Under this approach, a pool of philanthropic and city dollars would be divided equally between all 50 wards. Each ward would develop a participatory budget process where residents would decide how to spend these funds. One ward might decide to tackle teen violence. Others might focus on rehabilitating housing, building small business incubators or creating literacy programs for immigrants. In my South Side neighborhood bordering the site of the proposed Olympic Stadium, I would opt for a greening program that would convert Drexel Boulevard into an arboretum and establish a land bank to finance community gardens on the vacant lots that will now not be developed for the Olympics. Once residents determined their ward’s program focus, they would also decide how the funds would be dispersed and track program progress.

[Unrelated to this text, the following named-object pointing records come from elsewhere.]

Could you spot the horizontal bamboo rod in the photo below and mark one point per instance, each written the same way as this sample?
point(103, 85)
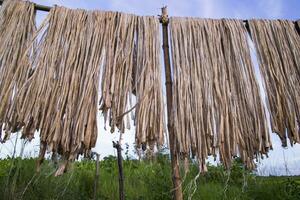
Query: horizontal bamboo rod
point(36, 6)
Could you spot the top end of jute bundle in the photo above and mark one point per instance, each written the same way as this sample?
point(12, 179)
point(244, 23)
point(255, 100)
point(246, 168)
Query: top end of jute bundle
point(164, 18)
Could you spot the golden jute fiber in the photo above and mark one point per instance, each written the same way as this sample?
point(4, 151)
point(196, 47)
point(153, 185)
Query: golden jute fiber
point(217, 105)
point(83, 55)
point(278, 51)
point(17, 26)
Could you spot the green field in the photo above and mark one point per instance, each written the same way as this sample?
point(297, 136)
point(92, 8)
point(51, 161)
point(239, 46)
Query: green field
point(143, 180)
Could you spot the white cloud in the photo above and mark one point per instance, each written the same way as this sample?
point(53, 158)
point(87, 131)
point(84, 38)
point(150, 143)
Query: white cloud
point(271, 8)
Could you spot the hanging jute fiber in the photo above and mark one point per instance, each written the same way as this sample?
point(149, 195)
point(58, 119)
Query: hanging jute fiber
point(132, 65)
point(60, 98)
point(217, 105)
point(278, 51)
point(17, 26)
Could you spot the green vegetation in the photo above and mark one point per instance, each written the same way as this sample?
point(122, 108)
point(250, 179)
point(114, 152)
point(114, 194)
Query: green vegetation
point(143, 180)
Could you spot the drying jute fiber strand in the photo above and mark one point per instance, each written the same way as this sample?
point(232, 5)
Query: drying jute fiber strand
point(76, 49)
point(218, 109)
point(278, 51)
point(17, 26)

This ward-by-ward approach offers a number of benefits. First, in a city where many criticized the Olympic effort as too top-down and opposed the Games because they don’t believe city hall, it is a chance to reduce the public trust deficit. It hands decision making and program implementation to the citizens. Residents — not bureaucrats, aldermen or the mayor — will set community priorities and determine who receives these public funds. Residents also ultimately bear the responsibility for good and bad decisions alike.

Given its sheer scale, the project will inevitably produce programs that effectively address Chicago’s needs. Just as policy and program experimentation by the 50 states led to welfare and health care reform at the national level, the 50 wards would function as the municipal equivalent of the “laboratory of federalism,” producing innovative approaches to problems that could later be implemented citywide. Equally important, we will also learn what does not work.

Finally, the project recognizes Chicago’s diversity, scale, and unique community assets. By necessity, Chicago’s Olympic venues were limited to a small number of neighborhoods. Participatory budgeting, however, would bring benefits and programming to each ward. It also recognizes that priorities vary across the city. What residents of Chatham view as important might not have the same appeal in Lincoln Park. It would rely on the city’s deep bench of local non-profit organizations, community development corporations and neighborhood social service agencies to deliver programs. These needs-based organizations are often more creative, nimble and cost effective than large public bureaucracies and would bring added efficiencies to the 50 projects across Chicago.

I looked forward to welcoming the Olympics to Chicago. The Games were a chance to energize and engage all Chicagoans. Participatory budgeting in our 50 wards offers us the same opportunity — only we won’t be the spectators, we will be the participants, and the end game will be a better city.

Levesque is a lawyer who works in the West Loop.



3 Comments - Add Your Comment




By Anonymous from South Loop
Posted: 10/27/2009 3:50 PM

Bad idea. First of all, some wards are a lot smaller than others. The 2nd ward is huge by comparison to a lot of the other wards. Additionally, ward boundaries are so terribly gerrymandered. The 2nd ward includes really affluent neighborhoods like the South Loop and really poor ones like the West side. Just because all these people happen to live in the same ward boundary doesn't mean they have similar concerns.



By Josh
Posted: 10/27/2009 2:56 PM

Participatory budgeting is already starting in Chicago, in the 49th Ward. The first neighborhood assembly is November 3rd. For more info see: http://www.ward49.com/site/epage/86601_322.htm http://www.participatorybudgeting.org/



By More Socialism? from CCPS / China
Posted: 10/22/2009 1:20 AM

"Each ward would develop a participatory budget process where residents would decide how to spend these funds." That is already happening, it is called Obama's redistribution of wealth. Why give equal money to wards that don't generate income or revenue?